“Hair-cuttin’ barber’s?”
“That’s the feller, Dad.”
“I’m goin’ to git my hair cut?”
“Whiskers, too.”
“Not clean off?” says Mr. Atkins, and his eyes got kind of frightened.
“Naw,” says Catty, “not off. Them whiskers is valuable, pervidin’ they’re used right. I’ve been thinkin’ up what kind of whiskers looks most respectable and dignified and sich-like, and I got it all planned out. Let’s hustle, Dad.”
So we went to the barber’s, and Catty herded his Dad into the chair, and then told the barber just what he wanted done and how he wanted it. He had a picture he had cut out of an old magazine of some man that was president of a railroad, and he was about the most dignified-looking man I ever see. His whiskers come down to a sharp point and was that neat and handsome you wouldn’t believe it. Catty held this picture up to the barber and told him to make his Dad look as much like that as he could.

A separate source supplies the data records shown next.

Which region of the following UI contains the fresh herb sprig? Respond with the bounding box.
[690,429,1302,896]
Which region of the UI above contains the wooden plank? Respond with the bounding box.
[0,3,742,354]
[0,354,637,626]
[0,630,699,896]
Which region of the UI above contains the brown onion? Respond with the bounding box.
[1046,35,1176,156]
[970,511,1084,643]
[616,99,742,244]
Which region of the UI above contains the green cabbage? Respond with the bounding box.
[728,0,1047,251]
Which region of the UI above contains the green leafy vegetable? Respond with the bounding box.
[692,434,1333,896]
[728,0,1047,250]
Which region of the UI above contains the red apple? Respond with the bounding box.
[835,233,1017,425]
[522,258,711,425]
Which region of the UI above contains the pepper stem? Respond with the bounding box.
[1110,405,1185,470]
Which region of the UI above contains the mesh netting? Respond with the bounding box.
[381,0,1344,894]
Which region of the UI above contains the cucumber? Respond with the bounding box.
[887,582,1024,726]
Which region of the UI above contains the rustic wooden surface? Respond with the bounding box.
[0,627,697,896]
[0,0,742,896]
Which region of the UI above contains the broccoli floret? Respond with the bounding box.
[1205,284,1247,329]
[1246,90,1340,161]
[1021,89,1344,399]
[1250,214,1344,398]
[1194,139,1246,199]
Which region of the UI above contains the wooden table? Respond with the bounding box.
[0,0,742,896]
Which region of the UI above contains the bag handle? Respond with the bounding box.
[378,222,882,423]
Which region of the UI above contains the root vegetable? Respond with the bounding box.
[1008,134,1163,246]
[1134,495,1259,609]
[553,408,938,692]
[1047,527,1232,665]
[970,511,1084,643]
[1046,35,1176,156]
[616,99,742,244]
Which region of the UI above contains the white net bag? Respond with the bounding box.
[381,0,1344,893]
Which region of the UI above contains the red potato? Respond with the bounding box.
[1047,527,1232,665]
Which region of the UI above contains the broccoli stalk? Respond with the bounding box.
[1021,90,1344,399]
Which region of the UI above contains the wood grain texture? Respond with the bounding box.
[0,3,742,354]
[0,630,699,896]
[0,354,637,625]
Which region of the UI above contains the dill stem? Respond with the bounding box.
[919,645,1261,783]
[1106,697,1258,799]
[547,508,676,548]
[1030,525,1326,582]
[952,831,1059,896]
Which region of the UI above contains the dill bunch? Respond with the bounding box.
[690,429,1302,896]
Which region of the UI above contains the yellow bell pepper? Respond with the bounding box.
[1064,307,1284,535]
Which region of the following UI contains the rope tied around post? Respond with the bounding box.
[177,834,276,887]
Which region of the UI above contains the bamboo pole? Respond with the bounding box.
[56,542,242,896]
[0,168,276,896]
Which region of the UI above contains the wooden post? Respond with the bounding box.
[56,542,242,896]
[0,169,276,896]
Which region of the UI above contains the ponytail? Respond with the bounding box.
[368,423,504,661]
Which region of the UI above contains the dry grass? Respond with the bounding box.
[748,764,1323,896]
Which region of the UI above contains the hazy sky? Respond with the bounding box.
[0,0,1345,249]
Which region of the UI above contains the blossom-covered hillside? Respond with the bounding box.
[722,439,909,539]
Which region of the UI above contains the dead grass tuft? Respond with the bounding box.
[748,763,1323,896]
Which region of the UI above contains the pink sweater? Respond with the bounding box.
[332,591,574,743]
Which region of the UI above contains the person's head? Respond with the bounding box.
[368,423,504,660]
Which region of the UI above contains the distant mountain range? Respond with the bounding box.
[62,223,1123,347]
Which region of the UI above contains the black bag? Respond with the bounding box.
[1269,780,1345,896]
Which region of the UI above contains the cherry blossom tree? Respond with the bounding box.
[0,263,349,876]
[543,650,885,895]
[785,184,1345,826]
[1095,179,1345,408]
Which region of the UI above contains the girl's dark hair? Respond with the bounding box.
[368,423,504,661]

The barber he went to work slow and careful. Every little while he would stand off and look at Mr. Atkins with his head on one side and whistle through his teeth. Then he would sort of rush in and snip off a chunk of hair and then stand off again and take another look. Mr. Atkins sat like he was frozen solid and looked at the barber hard and then looked in the glass, and then grunted down in his throat. It took the barber ’most an hour to git through, but when he was done you wouldn’t have known Mr. Atkins. He looked like he was ten years younger and a million dollars richer. Why, if a man with whiskers like his were fixed should stop you on the street and ask you to get him change for a million-dollar bill, you would be surprised that he was bothering with such small change.
Mr. Atkins looked at himself and waggled his head; then he looked at himself some more, sideways, hideways, and wideways, and mumbled and looked discontented.
“’Tain’t me,” says he. “Now, when I git up in the mornin’ and wash my face and look in the glass I’ll have to git interduced or I’ll think there’s a stranger a-hangin’ around. I got used to my face and I kind of liked it. Now I got to start in all over to git used to this one.”